Apa sih yang sebenarnya dicari oleh orang-orang semacam itu?
Kepuasan? Atau apa? Jika mencari kepuasan, kepuasan macam apa itu, yang puas
setelah membunuh. Bahkan memamerkan ke orang lain dengan bangganya.
Dengan melihat segala tanda-tanda yang ada di sekitar, meski ada
kemajuan di bidang-bidang tertentu, tidak bisa dipungkiri bahwa secara mental
spriritual manusia secara umum mengalami kemunduran. Keliru jika menyebut bahwa
peradaban lampau lebih primitif dibandingkan dengan peradaban modern saat ini;
manusia yang hidup di masa silam berburu sesuai dengan kebutuhan, mereka juga
berusaha untuk membuat sesuatu yang bisa digunakan untuk menutupi tubuh mereka.
Sementara, pemandangan yang cukup kontras tersaji di era milenium; perburuan
untuk memuaskan nafsu, dan semakin banyak orang-orang yang hanya mengenakan
pakaian seadanya di muka umum sementara ada pakaian yang lebih pantas.
Kemunduran.
Kemunduran juga dialami manusia modern terkait dengan kemampuannya
untuk membaca tanda-tanda alam atau sasmita.
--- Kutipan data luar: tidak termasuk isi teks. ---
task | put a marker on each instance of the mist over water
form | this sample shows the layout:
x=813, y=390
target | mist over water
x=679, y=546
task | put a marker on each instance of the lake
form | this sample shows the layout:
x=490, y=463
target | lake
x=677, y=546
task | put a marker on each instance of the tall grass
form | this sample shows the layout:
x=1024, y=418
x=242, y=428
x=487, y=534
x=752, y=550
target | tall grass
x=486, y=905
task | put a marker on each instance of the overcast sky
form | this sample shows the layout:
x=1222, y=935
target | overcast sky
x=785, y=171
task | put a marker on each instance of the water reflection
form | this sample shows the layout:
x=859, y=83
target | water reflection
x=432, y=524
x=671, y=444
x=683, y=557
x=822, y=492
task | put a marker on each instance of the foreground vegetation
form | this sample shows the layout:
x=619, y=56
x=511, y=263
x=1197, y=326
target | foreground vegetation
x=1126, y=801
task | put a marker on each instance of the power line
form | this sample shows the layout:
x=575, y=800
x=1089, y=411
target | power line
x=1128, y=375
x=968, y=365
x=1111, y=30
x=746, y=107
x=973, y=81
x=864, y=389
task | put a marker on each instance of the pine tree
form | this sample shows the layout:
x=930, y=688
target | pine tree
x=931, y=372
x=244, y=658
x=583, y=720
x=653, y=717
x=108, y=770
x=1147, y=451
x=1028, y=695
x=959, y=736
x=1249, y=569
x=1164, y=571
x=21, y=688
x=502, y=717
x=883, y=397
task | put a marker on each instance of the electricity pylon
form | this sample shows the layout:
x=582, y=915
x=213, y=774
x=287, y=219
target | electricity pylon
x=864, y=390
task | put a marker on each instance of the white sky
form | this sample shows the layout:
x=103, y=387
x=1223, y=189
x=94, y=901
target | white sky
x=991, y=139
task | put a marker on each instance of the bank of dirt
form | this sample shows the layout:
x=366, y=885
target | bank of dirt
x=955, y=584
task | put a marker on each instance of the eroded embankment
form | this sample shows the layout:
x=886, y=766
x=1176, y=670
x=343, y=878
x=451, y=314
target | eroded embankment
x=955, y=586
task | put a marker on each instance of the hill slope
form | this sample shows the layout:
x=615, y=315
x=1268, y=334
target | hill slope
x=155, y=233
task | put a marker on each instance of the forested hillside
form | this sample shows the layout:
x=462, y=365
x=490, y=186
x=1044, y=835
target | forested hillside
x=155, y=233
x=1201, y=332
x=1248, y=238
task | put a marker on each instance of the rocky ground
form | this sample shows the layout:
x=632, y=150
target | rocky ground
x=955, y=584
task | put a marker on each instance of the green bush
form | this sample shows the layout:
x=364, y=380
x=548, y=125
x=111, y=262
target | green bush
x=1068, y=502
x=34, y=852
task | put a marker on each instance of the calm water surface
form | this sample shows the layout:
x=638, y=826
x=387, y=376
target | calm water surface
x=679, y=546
Terlihat di sini bahwa kemajuan
teknologi yang pesat malah menghilangkan kemampuan manusia untuk membaca alam.
Padahal, nenek moyang Indonesia adalah orang-orang tangguh yang bisa membaca tanda-tanda
alam yang bisa digunakan sebagai pemandu sebelum melakukan sesuatu.
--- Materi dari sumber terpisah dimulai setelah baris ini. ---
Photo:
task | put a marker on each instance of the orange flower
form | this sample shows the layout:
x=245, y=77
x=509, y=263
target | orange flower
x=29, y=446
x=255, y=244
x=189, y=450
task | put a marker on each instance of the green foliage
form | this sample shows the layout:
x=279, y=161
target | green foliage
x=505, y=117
Maka yang perlu diingat adalah nasihat dari simbah-simbah kita
dulu, bahwa manusia hidup di dunia ini harus selalu eling lan waspada, serta
ojo dumeh.
Nadyan sira pinunjul | Nanging aja sira njur keladuk | ngelingana
wong urip anggendhong lali | Den elingo urip iku | Prayoga ingkang prasaja ||
Tembang macapat Gambuh tersebut harap selalu diingat. Bahwa meski
manusia itu adalah makhluk unggul dan diciptakan lebih baik dari seluruh makhluk
Tuhan di dunia, janganlah kemudian menjadi sombong, angkuh, atau tamak karena
sebenarnya manusia itu selalu membawa sifat ‘lupa’ di dalam dirinya. Ingatlah
bahwa hidup sederhana itu lebih baik.